RumbleDB / rumble

⛈️ RumbleDB 1.22.0 "Pyrenean oak" 🌳 for Apache Spark | Run queries on your large-scale, messy JSON-like data (JSON, text, CSV, Parquet, ROOT, AVRO, SVM...) | No install required (just a jar to download) | Declarative Machine Learning and more
http://rumbledb.org/
Other
213 stars 82 forks source link

Problem on Windows reading multiple files at once. #1243

Open misodle opened 1 year ago

misodle commented 1 year ago

Trying to read and process multiple json files in a directory. If reference just 1 file I can echo it back OK.

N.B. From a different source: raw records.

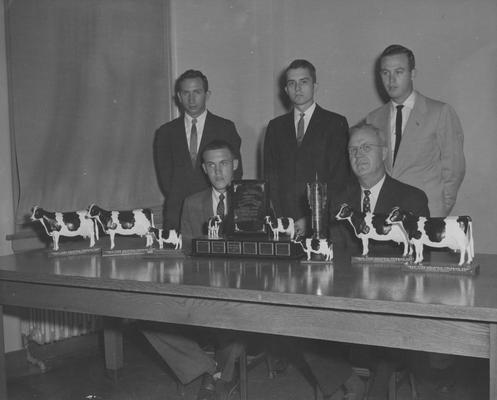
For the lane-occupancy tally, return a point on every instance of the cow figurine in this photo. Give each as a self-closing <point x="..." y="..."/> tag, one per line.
<point x="170" y="236"/>
<point x="213" y="225"/>
<point x="130" y="222"/>
<point x="281" y="225"/>
<point x="317" y="246"/>
<point x="72" y="223"/>
<point x="373" y="226"/>
<point x="454" y="232"/>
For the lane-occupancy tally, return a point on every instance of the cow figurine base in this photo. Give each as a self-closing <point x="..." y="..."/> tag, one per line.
<point x="74" y="252"/>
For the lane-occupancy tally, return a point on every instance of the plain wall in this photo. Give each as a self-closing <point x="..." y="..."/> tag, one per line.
<point x="243" y="46"/>
<point x="12" y="327"/>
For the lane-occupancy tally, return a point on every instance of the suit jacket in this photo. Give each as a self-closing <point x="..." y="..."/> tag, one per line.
<point x="288" y="167"/>
<point x="392" y="194"/>
<point x="197" y="209"/>
<point x="430" y="155"/>
<point x="176" y="176"/>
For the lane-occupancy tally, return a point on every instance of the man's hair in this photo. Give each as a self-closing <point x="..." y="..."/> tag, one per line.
<point x="218" y="144"/>
<point x="191" y="74"/>
<point x="363" y="125"/>
<point x="302" y="64"/>
<point x="395" y="49"/>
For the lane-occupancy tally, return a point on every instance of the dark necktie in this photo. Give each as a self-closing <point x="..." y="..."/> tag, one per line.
<point x="220" y="206"/>
<point x="366" y="201"/>
<point x="193" y="142"/>
<point x="300" y="129"/>
<point x="398" y="131"/>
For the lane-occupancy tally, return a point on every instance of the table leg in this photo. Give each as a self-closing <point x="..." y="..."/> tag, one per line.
<point x="493" y="361"/>
<point x="3" y="375"/>
<point x="113" y="343"/>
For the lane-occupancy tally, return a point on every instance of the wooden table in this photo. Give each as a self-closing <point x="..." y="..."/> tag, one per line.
<point x="373" y="305"/>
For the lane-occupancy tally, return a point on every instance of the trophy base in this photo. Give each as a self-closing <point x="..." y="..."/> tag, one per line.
<point x="254" y="247"/>
<point x="442" y="268"/>
<point x="74" y="252"/>
<point x="387" y="261"/>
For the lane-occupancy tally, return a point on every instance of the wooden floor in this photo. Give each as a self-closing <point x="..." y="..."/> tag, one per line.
<point x="146" y="377"/>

This code referencing 1 file works fine. let $doc := json-file("file:///C:/repos/Content1Utils/resultset/test/result-set-1682362680670.json") let $result := { "gtinList": for $row in $doc for $i in $row.items[] return {
"gtin" : $i.item.gtin } } return $result with this command java -jar -Xmx1g rumbledb-1.21.0-standalone.jar --materialization-cap 1000 run ExampleQuery11.txt

This example is from the Ramble website which says it can read a directory.

for $my-json in json-file("/absolute/directory/file-*.json") where $my-json.property eq "some value" return $my-json

My code

for $my-json in json-file("file:///C:/repos/Content1Utils/resultset/test/result*.json") where $my-json.items[].objId eq "712652354" return $my-json

Exception in thread "main" java.lang.UnsatisfiedLinkError: org.apache.hadoop.io.nativeio.NativeIO$Windows.access0(Ljava/lang/String;I)Z at org.apache.hadoop.io.nativeio.NativeIO$Windows.access0(Native Method) at org.apache.hadoop.io.nativeio.NativeIO$Windows.access(NativeIO.java:793) at org.apache.hadoop.fs.FileUtil.canRead(FileUtil.java:1218) at org.apache.hadoop.fs.FileUtil.list(FileUtil.java:1423) at org.apache.hadoop.fs.RawLocalFileSystem.listStatus(RawLocalFileSystem.java:601) at org.apache.hadoop.fs.FileSystem.listStatus(FileSystem.java:1972) at org.apache.hadoop.fs.FileSystem.listStatus(FileSystem.java:2014) at org.apache.hadoop.fs.ChecksumFileSystem.listStatus(ChecksumFileSystem.java:761)

This is on windows 10.

I have tried many variations and can't seem to read more than 1 file at a time.